While those figures may seem comparable to the city’s, education experts agree that the city’s system is more effective. Asked to provide the number and status of all the disciplinary cases filed in the 2013–14 fiscal year, the state DoE gave City & State information about 26 cases, all of which had been resolved in 2013 by hearing officers. The disparity between the number of cases reported by the DoE and the relatively few provided to City & State is attributable to the others being closed by settlement, withdrawn or remaining open, according to a state DoE spokeswoman. Cases may also straddle fiscal years, with a decision being made in the following fiscal year. 

However the figures are tabulated, NYSSBA general counsel Worona noted they can be misleading. “If we just look at percentages and how many cases there are, we don’t know how many are not filed” due to economic reasons, Worona said, and with that number left out of the equation, “we might get a warped sense of what’s not broken about the system, or what is broken.” 

CONDUCT AND COMPETENCY 

Although the 2012 legislative changes did not address the differences in pedagogical misconduct and sexual misconduct, both sides agree the changes have expedited the process of removing a teacher accused of sexual misconduct. 

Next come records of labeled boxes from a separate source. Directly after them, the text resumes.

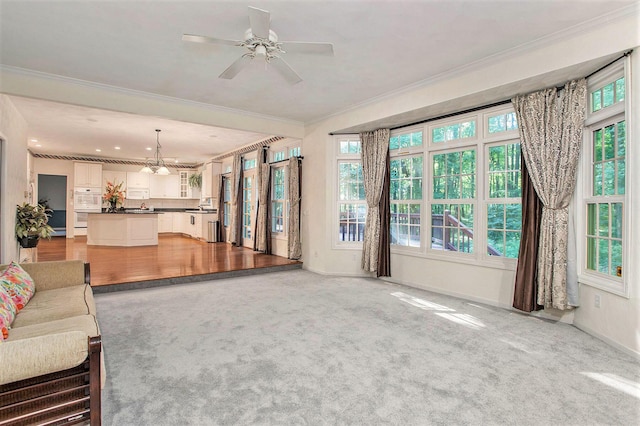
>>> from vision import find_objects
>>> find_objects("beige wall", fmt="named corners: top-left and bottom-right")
top-left (0, 94), bottom-right (29, 263)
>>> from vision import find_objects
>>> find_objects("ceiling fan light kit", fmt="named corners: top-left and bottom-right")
top-left (140, 129), bottom-right (171, 176)
top-left (182, 6), bottom-right (333, 84)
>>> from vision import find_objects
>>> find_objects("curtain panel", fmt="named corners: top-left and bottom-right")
top-left (360, 129), bottom-right (389, 273)
top-left (376, 150), bottom-right (391, 277)
top-left (253, 147), bottom-right (271, 254)
top-left (253, 163), bottom-right (271, 254)
top-left (512, 79), bottom-right (587, 310)
top-left (229, 154), bottom-right (242, 245)
top-left (513, 158), bottom-right (543, 312)
top-left (217, 175), bottom-right (229, 242)
top-left (287, 157), bottom-right (302, 260)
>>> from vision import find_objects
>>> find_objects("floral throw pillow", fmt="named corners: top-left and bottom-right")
top-left (0, 262), bottom-right (36, 312)
top-left (0, 286), bottom-right (16, 343)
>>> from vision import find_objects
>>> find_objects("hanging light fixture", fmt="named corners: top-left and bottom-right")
top-left (140, 129), bottom-right (171, 175)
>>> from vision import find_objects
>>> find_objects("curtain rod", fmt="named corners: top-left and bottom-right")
top-left (329, 49), bottom-right (633, 136)
top-left (269, 155), bottom-right (304, 166)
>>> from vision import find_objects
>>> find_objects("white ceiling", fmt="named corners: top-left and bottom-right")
top-left (0, 0), bottom-right (636, 162)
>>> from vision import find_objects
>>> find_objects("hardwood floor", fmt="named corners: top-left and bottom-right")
top-left (36, 234), bottom-right (301, 286)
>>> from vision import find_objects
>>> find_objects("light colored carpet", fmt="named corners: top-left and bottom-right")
top-left (96, 270), bottom-right (640, 426)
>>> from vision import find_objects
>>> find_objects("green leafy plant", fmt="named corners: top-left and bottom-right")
top-left (16, 203), bottom-right (54, 240)
top-left (189, 173), bottom-right (202, 188)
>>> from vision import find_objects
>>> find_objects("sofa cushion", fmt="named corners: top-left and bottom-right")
top-left (5, 314), bottom-right (100, 343)
top-left (12, 284), bottom-right (96, 329)
top-left (0, 331), bottom-right (88, 385)
top-left (0, 262), bottom-right (36, 312)
top-left (0, 286), bottom-right (16, 343)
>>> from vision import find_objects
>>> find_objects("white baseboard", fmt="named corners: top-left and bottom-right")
top-left (573, 324), bottom-right (640, 361)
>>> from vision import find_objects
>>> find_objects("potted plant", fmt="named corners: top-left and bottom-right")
top-left (102, 182), bottom-right (124, 213)
top-left (189, 173), bottom-right (202, 188)
top-left (16, 203), bottom-right (53, 248)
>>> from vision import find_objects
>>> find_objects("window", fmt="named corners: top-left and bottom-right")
top-left (431, 120), bottom-right (476, 143)
top-left (487, 112), bottom-right (518, 133)
top-left (242, 175), bottom-right (255, 239)
top-left (389, 131), bottom-right (423, 248)
top-left (591, 77), bottom-right (624, 112)
top-left (271, 167), bottom-right (285, 233)
top-left (337, 138), bottom-right (367, 242)
top-left (242, 158), bottom-right (256, 170)
top-left (586, 120), bottom-right (626, 277)
top-left (289, 146), bottom-right (300, 158)
top-left (431, 149), bottom-right (476, 253)
top-left (486, 142), bottom-right (522, 259)
top-left (223, 177), bottom-right (231, 226)
top-left (338, 161), bottom-right (367, 241)
top-left (580, 67), bottom-right (630, 295)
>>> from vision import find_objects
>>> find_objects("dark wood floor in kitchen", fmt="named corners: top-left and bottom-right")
top-left (37, 234), bottom-right (301, 290)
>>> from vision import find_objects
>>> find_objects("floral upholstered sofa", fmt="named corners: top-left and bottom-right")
top-left (0, 260), bottom-right (105, 425)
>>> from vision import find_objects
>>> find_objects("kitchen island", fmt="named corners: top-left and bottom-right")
top-left (87, 211), bottom-right (158, 247)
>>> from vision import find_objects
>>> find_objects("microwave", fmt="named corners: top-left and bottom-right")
top-left (127, 188), bottom-right (149, 200)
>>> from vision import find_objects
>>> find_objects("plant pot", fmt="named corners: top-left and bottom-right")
top-left (18, 235), bottom-right (40, 248)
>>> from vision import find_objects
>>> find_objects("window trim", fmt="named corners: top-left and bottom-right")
top-left (574, 61), bottom-right (635, 298)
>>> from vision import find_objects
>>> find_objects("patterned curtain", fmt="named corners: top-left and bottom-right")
top-left (253, 158), bottom-right (271, 254)
top-left (512, 79), bottom-right (587, 310)
top-left (376, 150), bottom-right (391, 277)
top-left (253, 146), bottom-right (271, 254)
top-left (360, 129), bottom-right (389, 272)
top-left (229, 154), bottom-right (242, 245)
top-left (287, 157), bottom-right (302, 260)
top-left (218, 175), bottom-right (229, 242)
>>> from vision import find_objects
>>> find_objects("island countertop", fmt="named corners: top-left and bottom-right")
top-left (87, 211), bottom-right (159, 247)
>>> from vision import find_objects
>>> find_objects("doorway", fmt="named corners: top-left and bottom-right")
top-left (38, 174), bottom-right (67, 237)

“It does seem there has been a difference in terms of the length of times,” said Reshma Singh, executive director for the Partnership for Educational Justice, which filed one of the two tenure lawsuits. “But from what I know—and, again, we don’t have [recent] hard numbers—there isn’t that much of a significant shift in terms of competency hearings.” 

State Board of Regents Chancellor Merryl Tisch said the teachers’ union’s stance might reinforce a negative perception of teachers. 

“I just always think that for the union to waste their capacity on defending people who should not be in the system, what it does is it demeans the unbelievably qualified educators in the system,” Tisch told City & State. “I just don’t think there is a place in the system for pedophiles, or defending pedophiles, or for keeping them in rubber rooms. … That being said, it’s very few people.” 

Of all the teachers outside of New York City who were evaluated in 2013, 49.7 percent were found to be highly effective, with another 41.8 percent deemed effective. Only 1 percent were found ineffective and 4.4 percent were found to be “developing.” The lowest-performing teachers are also given opportunities to improve their performance before disciplinary proceedings are initiated. 

Singh’s Partnership for Educational Justice argues that the single most important factor that determines a child’s success is the effectiveness of that child’s teacher. 

“This is not a silver bullet,” Singh said. “Reforming these laws is not going to address every challenge our system faces, but that does not mean we shouldn’t work on multiple solutions that will and try to tackle various challenges our students and families face.”